The client machine can browse to the samba share fine in Konqueror using the stntax smb://192.168.0.19/hdb1

(192.168.0.19 being the samba server and hdb1 being one of the dirves on the server I share)

however things go awry when I try to mount the samba share on my client machine:

hayabusa@andromeda:~$ sudo mount -t smbfs //192.168.0.19/hdb1 /mnt/smbhdb1
mount: wrong fs type, bad option, bad superblock on //192.168.0.19/hdb1,
or too many mounted file systems

I've created the local m ount ppoint for it as /mnt/smbhdb1 with the following permissions:

drwxr-xr-x 2 root users 4096 Aug 28 01:08 smbhdb1

I did some googline on the error message and one site says that the particular error message I get indicates that smbmnt/smbmount are not installed. updating the db and doing a locate on these two files turned up nothing. Further googling leads me to believe that enabling sambafs in the kernel and having the samba-common debian package installed should be enough to mount a samba filesystem, yet my problem persists. I've tried it both with and without username and password (as it stands now it shouldn;t need either to reach the samba share and browsing to it in Konq didn't require a username or password). I cheked lsmod to make sure sambafs is loaded as a module, and it is. Is there something server side I have to do to make a samba share remotely mountable, or is there something glaringly obvious I'm missing on the client machine?

eco2geek
08-28-2004, 09:31 AM
Do you have the package "smbfs" installed on the client? That's the one that includes smbmount, smbumount, and smbmnt, which should all be in /usr/bin.

(Debian package smbfs description (http://packages.debian.org/unstable/otherosfs/smbfs))

shah
08-29-2004, 01:18 AM
Samba is not meant for use with two linux machine. It was design to share files between linux and windows.
For linuxs machine there are several other option you can use, one of them is nfs.
This link might help you in setting up nfs:
http://www.linuxhelp.net/guides/nfs/
:D :D :D

OErjan
08-29-2004, 10:41 AM
ssh is good (and buiöltin are: scp, sftp) you can use sftp in conqueror (for some reason tat is called fish there)
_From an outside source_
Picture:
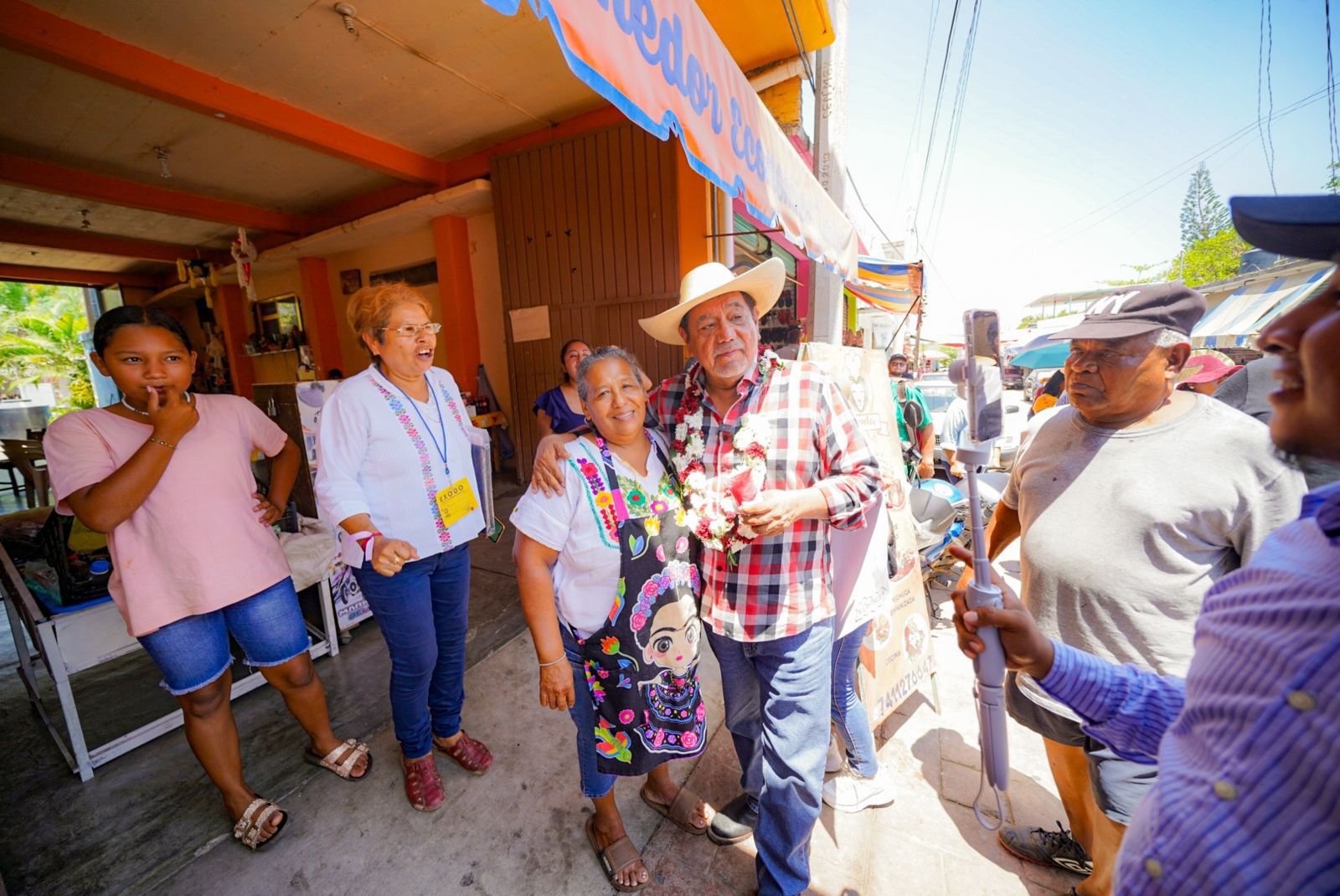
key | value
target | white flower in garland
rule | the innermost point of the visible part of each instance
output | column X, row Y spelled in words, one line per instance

fish://username@ip.nu.mb.er/
if you do that you can move files easily between boxes, just have ssh running on both.
here is a discussion about it.
http://www.knoppix.net/forum/viewtopic.php?t=8740

Hayabusa
08-30-2004, 01:35 PM
I started out trying nfs but the limitation I ran into with nfs was that it doesn;t allow you to mount subdirectories easily, from what I remember you have to expicititly state each subdirectory you want and create a seperate mount point for each subdirectory which seemed like a major pain in the ass.

the client machine is also limitied on space, so ftp isn;t really a good option. Also i don;t want to duplicate the files between machiens.

the server is in one room with a ton of mp3s and movies on it is varying directories and subdirectories. the client machine is in another room and basically I want to be able to play movies and music on the client machine while the files still reside on the server. after installing smbfs on the client machine Samba seems to adeqautely handle that, giving me the ability to mount an entire drive from the server and browse files in all subdirectories of that drive.

unless I missed something with nfs being able to handle subdirecty samba seems to eb what I need.